Crossing the Lines Read online




  ALSO BY MELVYN BRAGG

  Fiction

  The Soldier’s Return

  A Son of War

  Nonfiction

  The Adventure of English:

  The Biography of a Language

  Copyright © 2003, 2011 by Melvyn Bragg

  All Rights Reserved. No part of this book may be reproduced in any manner without the express written consent of the publisher, except in the case of brief excerpts in critical reviews or articles. All inquiries should be addressed to Arcade Publishing, 307 West 36th Street, 11th Floor, New York, NY 10018.

  Arcade Publishing books may be purchased in bulk at special discounts for sales promotion, corporate gifts, fund-raising, or educational purposes. Special editions can also be created to specifications. For details, contact the Special Sales Department, Arcade Publishing, 307 West 36th Street, 11th Floor, New York, NY 10018 or [email protected].

  Arcade Publishing® is a registered trademark of Skyhorse Publishing, Inc.®, a Delaware corporation.

  First published in 2003 by Hodder and Stoughton, a division of Hodder Headline PLC

  This is a work of fiction. Names, places, characters, and incidents are either the products of the author’s imagination or are used fictitiously.

  Visit our website at www.arcadepub.com.

  10 9 8 7 6 5 4 3 2 1

  Library of Congress Cataloging-in-Publication Data is available on file.

  ISBN: 978-1-61145-346-1

  PART ONE

  EASTER, 1955

  CHAPTER ONE

  ‘Joe! Want a ride, Joe? I’ll show you something.’

  The words had to be repeated. The boy was deeply sucked into the shop’s display.

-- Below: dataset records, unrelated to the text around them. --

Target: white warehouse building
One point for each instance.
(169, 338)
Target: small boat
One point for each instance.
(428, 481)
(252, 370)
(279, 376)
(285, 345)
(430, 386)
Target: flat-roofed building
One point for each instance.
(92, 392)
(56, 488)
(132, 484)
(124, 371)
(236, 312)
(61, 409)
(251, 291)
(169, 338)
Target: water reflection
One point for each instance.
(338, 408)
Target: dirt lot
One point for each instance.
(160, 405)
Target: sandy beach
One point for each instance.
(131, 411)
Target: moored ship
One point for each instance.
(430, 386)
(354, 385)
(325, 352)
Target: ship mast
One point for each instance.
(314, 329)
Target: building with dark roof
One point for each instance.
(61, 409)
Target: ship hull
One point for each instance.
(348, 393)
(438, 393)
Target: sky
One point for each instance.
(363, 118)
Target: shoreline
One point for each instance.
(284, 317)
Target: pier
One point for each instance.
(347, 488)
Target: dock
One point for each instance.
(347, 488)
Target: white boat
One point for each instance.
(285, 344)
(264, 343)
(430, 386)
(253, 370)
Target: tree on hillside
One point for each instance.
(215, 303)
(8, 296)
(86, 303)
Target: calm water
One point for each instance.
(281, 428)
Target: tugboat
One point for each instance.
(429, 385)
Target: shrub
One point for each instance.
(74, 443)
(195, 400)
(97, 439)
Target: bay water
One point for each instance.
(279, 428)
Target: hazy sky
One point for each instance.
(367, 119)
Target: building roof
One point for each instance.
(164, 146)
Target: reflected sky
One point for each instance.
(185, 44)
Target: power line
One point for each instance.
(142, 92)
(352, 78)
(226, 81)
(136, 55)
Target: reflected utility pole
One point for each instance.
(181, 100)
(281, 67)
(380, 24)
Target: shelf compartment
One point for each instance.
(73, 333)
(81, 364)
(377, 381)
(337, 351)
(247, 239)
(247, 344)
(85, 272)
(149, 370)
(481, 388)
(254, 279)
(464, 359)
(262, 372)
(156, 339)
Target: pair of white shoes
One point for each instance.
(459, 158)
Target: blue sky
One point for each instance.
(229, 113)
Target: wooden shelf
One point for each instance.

He was not, as might seem, fastened there by the footballs and cricket balls, the tennis racquets and cricket bats. They furnished the best window-excuse in the town, but it was himself who held his hungry gazing, his own reflection, transparently imposed on the armoury of sporting objects. His own face challenged him as he tested how long he could hang on without flinching, without his mind or was it the soul abandoning him, hovering outside him, leaving him a mere body, paralysed by this unnameable affliction that he had to face out in secret and alone.

  He was winning these days, but not always. He knew he had to construct something untouchable inside himself and that could only be done by tests and dares, however often they misfired. But on this morning, this spring morning, this day when his dad had pointed out some returning swallows and the northern sun had a shine of warmth in it, he was winning. He was not divided. He half hummed, half sang to himself, in private cautious celebration, ‘Dem bones, dem bones, dem dry bones, now hear the word of the Lord.’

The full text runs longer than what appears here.